Piers’ Verhalten und sein Akzent hatten sich kein bisschen verändert, obwohl er seit vielen Monaten in Texas lebte; er war noch immer kühl-distanziert und ironisch, ein Brite aus der Offizierskaste. Nur sein Blick ging hin und wieder ins Leere;
offenbar flüsterte ein Angel oder dessen neuestes militärisches Gegenstück in seinem Kopf. Selbst in Lilys Gesellschaft blieb er für sich, allein. Aber er war glatt rasiert, hatte ordentlich gestutztes Haar, klare Augen und sah gesünder aus denn je.
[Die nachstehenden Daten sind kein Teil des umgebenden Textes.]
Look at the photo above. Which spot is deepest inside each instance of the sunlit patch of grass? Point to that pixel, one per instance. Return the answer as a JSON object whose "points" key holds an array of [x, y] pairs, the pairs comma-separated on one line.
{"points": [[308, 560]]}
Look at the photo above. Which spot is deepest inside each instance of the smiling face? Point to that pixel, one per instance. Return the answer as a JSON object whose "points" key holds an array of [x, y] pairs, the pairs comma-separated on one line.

»Wie ich sehe, hast du dich inzwischen hier eingewöhnt, Piers. Nette Shorts, übrigens.«
Er hob die Augenbrauen. »Meine Shorts sind strapazierfähig und gepflegt, besten Dank.«
»Dir gefällt das Leben hier?«
»Na ja, die Amerikaner sind immer freundlich. Und Houston hat viele Facetten, finde ich. Es gibt jetzt sogar ein iranisches Viertel, wirklich erstaunlich. Aber was ich am meisten mag, ist die Weite . Nur eine Stunde bis zur Küste des Golfs, nur eine Tagesfahrt in der anderen Richtung, und schon ist man in der Wüste oder den Bergen … Das Wichtigste ist natürlich die Arbeit. Eine sinnvolle Beschäftigung ist von großer Bedeutung für das Lebensgefühl, stimmt’s?«
»Gar keine Frage. Ich habe die Dämme aus der Luft gesehen.«
»Sie reden von einem Sturmflutwehr weiter draußen, eine Reihe von Toren, die das Themse-Sperrwerk in den Schatten stellen würden. Typisch für die verdammten Texaner. Aber sie haben ja auch eine Menge zu schützen. Bei der Detailarbeit, die ich gemacht habe, ging es größtenteils um Houstons Petrolandschaft.«
Der Schutz des Golfs war das Projekt einer öffentlichprivaten Partnerschaft, eine gemeinsame Aufgabe von Regierungen, Ölgesellschaften und anderen Multis. Piers war der Leiter einer Austauschgruppe aus Großbritannien, die die Erkenntnisse, die man bei der Sicherung britischer Ölanlagen,
wie Canvey Island, gewonnen hatte, auf die hiesigen, weitaus größeren Probleme anwandte.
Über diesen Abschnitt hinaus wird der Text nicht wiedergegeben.